Thursday, March 26, 2009

Early Intervention Program Helps Struggling Readers

A Georgia State University reading program has been shown to help struggling readers defy the “fourth-grade slump” – a time in later elementary school when many students can have difficulty with reading.

In a recent study, GSU professors found that students who participated in a university program called Reading Recovery consistently achieved or exceeded expectations on the reading portion of the Criterion-Referenced Competency Test (CRCT).

Even more impressive, these students were identified as the lowest performing readers and writers in first grade but outperformed their peers by the fourth grade.

“Rather than slipping back, they continued to move forward,” said Floretta Thornton-Reid, executive director of Reading Recovery and Literacy Collaborative programs in GSU’s College of Education. ”This study reaffirms the power of Reading Recovery and the power of early intervention.”

Through Reading Recovery, children receive 30-minute daily lessons taught by specially trained teachers for 12-20 weeks. The one-on-one tutoring sessions include reading instruction on phonemic awareness, phonics, fluency, vocabulary and comprehension that supplement classroom lessons.

The GSU study looked at 1,574 children who participated in the Reading Recovery program and compared their performance on the reading comprehension portion of CRCT to 31,271 peers. The students were in grades 1, 2, 3 and 4 in metro Atlanta county schools.

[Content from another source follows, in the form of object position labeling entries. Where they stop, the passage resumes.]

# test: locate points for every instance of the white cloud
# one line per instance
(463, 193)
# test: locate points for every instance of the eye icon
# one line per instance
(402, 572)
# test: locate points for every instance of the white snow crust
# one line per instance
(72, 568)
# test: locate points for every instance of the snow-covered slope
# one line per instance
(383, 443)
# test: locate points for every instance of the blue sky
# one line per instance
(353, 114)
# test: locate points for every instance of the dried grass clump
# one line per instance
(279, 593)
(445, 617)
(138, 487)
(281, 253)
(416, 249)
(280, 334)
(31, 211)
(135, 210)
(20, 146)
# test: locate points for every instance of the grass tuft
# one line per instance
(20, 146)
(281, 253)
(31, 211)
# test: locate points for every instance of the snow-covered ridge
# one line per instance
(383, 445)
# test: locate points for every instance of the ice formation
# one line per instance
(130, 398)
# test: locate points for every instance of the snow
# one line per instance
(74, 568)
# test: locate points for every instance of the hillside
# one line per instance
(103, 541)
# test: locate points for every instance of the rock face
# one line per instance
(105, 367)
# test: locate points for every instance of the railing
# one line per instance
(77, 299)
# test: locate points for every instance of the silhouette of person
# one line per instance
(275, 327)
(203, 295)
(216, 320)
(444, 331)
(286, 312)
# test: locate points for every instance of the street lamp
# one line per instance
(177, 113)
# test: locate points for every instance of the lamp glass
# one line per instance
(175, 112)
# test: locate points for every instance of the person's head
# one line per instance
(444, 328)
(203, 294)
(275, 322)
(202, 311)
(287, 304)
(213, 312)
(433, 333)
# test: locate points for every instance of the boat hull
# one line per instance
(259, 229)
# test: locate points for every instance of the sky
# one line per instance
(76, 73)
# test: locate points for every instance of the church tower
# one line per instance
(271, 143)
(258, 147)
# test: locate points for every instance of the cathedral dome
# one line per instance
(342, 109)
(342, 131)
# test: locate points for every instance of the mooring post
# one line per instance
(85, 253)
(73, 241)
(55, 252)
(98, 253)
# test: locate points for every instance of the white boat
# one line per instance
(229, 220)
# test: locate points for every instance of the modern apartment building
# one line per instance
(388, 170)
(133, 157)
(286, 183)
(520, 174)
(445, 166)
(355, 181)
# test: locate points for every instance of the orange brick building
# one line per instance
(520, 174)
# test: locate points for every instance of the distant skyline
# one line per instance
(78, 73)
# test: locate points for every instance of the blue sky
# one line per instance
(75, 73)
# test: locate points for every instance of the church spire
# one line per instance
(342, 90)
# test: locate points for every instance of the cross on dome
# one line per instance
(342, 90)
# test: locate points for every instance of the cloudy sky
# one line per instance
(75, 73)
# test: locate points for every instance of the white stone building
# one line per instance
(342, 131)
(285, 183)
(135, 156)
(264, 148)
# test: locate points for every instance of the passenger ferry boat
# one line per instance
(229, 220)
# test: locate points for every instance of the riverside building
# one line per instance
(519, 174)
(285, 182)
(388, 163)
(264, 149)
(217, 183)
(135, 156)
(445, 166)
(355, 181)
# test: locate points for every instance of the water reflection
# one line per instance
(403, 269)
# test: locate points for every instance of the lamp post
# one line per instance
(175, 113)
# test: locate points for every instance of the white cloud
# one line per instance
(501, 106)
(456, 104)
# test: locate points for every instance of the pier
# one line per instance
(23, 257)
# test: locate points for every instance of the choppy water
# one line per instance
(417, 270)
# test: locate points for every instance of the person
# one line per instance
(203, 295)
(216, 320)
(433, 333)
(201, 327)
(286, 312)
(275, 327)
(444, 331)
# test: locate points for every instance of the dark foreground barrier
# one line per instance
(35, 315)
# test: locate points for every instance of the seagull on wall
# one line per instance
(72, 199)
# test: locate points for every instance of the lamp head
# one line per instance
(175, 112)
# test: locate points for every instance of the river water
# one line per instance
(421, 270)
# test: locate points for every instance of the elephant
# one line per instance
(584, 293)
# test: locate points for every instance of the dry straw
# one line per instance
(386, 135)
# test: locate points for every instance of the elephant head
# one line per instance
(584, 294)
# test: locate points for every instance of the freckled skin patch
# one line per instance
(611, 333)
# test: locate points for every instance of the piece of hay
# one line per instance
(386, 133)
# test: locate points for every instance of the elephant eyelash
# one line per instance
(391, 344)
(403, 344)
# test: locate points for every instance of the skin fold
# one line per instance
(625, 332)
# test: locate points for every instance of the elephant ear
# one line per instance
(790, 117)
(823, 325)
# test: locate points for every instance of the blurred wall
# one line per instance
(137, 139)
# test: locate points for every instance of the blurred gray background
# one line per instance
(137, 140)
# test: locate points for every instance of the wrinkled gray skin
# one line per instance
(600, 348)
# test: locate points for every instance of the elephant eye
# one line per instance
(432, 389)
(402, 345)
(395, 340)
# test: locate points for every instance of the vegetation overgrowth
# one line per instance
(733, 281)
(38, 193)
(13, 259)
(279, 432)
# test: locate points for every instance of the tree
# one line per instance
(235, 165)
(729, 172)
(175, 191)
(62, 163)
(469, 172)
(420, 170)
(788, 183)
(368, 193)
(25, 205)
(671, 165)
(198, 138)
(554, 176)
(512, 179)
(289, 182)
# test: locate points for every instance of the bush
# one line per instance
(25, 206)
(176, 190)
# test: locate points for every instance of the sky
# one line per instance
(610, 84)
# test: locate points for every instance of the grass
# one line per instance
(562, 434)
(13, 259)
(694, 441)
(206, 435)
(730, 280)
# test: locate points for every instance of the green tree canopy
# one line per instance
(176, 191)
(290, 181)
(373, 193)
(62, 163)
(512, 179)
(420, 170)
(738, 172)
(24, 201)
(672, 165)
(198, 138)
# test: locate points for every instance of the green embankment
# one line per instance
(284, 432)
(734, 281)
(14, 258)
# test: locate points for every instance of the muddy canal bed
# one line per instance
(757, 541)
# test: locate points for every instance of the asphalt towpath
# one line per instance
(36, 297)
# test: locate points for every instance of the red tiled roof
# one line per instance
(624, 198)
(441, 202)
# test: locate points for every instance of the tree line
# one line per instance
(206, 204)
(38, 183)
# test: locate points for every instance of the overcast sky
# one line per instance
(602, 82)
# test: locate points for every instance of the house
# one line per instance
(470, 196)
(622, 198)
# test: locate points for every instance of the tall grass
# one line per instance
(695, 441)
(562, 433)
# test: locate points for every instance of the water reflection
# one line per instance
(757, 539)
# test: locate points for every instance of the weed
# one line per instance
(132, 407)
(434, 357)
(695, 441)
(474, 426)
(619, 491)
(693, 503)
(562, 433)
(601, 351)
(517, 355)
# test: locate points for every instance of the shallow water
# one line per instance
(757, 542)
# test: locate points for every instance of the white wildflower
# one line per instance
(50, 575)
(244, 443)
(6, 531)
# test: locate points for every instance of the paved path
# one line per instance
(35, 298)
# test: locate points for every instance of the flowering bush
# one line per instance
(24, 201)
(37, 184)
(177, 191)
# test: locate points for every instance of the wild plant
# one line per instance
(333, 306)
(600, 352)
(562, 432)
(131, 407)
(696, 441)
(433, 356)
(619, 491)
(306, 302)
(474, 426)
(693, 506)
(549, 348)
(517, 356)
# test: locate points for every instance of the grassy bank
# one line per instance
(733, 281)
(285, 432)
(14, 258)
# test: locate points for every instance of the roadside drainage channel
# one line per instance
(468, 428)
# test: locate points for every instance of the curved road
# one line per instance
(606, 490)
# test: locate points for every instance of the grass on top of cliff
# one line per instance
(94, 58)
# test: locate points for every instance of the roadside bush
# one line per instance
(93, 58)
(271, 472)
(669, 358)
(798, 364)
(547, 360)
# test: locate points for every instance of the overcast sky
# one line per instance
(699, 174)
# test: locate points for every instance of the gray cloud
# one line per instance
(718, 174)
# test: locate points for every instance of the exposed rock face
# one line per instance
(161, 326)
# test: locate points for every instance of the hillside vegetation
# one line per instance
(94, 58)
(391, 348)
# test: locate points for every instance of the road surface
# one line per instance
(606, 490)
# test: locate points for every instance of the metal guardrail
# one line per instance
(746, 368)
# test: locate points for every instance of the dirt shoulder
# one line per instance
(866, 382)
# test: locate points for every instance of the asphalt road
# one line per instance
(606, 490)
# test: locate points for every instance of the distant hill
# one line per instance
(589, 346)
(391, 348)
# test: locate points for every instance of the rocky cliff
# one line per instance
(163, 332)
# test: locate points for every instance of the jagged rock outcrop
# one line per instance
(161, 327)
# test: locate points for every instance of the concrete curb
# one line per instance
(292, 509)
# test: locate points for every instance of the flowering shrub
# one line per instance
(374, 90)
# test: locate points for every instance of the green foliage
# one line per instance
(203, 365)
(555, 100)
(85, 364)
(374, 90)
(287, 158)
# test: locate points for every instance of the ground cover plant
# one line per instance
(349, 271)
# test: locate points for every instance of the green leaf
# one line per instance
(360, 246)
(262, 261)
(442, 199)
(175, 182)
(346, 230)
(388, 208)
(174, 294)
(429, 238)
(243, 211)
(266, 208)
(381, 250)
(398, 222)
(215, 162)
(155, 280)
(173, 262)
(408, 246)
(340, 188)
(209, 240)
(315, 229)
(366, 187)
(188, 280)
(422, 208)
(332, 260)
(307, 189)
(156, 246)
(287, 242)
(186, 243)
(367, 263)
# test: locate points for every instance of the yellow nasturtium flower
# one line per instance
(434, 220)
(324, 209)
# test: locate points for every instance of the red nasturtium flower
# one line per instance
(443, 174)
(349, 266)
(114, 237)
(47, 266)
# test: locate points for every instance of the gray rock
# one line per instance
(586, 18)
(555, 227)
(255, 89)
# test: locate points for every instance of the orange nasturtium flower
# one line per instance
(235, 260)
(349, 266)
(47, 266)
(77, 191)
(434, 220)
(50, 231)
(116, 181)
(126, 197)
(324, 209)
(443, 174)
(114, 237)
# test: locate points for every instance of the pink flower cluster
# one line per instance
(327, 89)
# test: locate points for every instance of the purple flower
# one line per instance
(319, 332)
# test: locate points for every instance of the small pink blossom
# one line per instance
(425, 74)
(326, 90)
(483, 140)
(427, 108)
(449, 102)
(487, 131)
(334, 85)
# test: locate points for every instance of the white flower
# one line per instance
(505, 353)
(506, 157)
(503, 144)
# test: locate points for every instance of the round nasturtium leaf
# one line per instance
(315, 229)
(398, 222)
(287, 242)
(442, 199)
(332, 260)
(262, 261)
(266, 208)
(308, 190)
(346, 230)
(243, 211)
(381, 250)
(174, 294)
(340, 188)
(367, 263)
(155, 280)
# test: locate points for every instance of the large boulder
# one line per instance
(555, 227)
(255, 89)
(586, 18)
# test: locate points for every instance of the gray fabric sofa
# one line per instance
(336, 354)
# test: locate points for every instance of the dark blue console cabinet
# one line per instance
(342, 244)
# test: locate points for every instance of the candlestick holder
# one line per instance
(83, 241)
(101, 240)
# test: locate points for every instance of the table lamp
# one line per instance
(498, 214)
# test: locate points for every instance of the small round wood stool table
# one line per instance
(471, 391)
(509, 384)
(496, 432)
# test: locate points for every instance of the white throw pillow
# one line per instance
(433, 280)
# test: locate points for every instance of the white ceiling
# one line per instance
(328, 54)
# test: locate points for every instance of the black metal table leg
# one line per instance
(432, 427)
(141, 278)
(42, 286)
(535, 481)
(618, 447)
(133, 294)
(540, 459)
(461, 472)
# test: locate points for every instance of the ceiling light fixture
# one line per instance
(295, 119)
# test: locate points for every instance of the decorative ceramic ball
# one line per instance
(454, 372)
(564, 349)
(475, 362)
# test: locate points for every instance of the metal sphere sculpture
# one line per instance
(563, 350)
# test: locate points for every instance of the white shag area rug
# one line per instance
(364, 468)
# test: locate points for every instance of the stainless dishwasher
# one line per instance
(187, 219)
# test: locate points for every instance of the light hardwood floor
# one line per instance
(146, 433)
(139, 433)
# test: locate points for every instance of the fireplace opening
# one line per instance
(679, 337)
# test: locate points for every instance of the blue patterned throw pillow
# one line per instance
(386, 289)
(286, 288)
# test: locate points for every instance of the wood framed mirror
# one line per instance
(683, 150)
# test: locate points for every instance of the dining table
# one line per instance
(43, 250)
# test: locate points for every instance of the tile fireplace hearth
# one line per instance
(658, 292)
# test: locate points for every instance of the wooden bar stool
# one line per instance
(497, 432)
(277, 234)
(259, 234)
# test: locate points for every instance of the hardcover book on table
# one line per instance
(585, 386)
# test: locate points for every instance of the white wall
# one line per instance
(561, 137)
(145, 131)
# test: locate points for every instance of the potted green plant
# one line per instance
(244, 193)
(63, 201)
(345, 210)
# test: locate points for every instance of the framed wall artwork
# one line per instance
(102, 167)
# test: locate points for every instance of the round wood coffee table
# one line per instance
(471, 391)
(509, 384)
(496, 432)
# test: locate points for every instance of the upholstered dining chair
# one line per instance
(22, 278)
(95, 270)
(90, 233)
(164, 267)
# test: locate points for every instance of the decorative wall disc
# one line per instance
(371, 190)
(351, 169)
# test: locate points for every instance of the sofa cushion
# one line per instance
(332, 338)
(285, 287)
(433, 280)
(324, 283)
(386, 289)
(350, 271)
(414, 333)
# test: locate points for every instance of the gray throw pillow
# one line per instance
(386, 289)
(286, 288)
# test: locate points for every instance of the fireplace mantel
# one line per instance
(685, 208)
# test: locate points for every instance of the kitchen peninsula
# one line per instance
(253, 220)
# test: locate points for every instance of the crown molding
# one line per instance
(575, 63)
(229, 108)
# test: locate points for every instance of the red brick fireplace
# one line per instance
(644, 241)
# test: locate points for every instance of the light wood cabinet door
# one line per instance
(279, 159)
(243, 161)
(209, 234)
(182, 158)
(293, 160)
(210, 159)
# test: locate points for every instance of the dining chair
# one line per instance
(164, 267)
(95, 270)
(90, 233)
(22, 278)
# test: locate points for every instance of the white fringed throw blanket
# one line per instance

“We asked, ‘Do the children continue to make adequate progress?’ And the answer is yes, they are continuing to perform,” said Susan Duncan, director of Reading Recovery at Georgia State.
GSU is a regional training center for educators in Georgia, Tennessee, Alabama and Bermuda. Teacher leaders come to the university to learn the Reading Recovery program and then go back to their schools and train teachers in their systems.

Over the last decade, GSU has trained 66 teacher leaders and served more than 47,000 students. Teachers say the program makes a big difference in their student’s academic performance.

“Reading Recovery breaks the cycle of failure because struggling students don’t have to wait until third or fourth grade to get help from special education,” said Mary Sangerster, a teacher leader for Habersham County School system. “The percentage of students who pass the CRCT goes up every year after they’ve received this intervention.”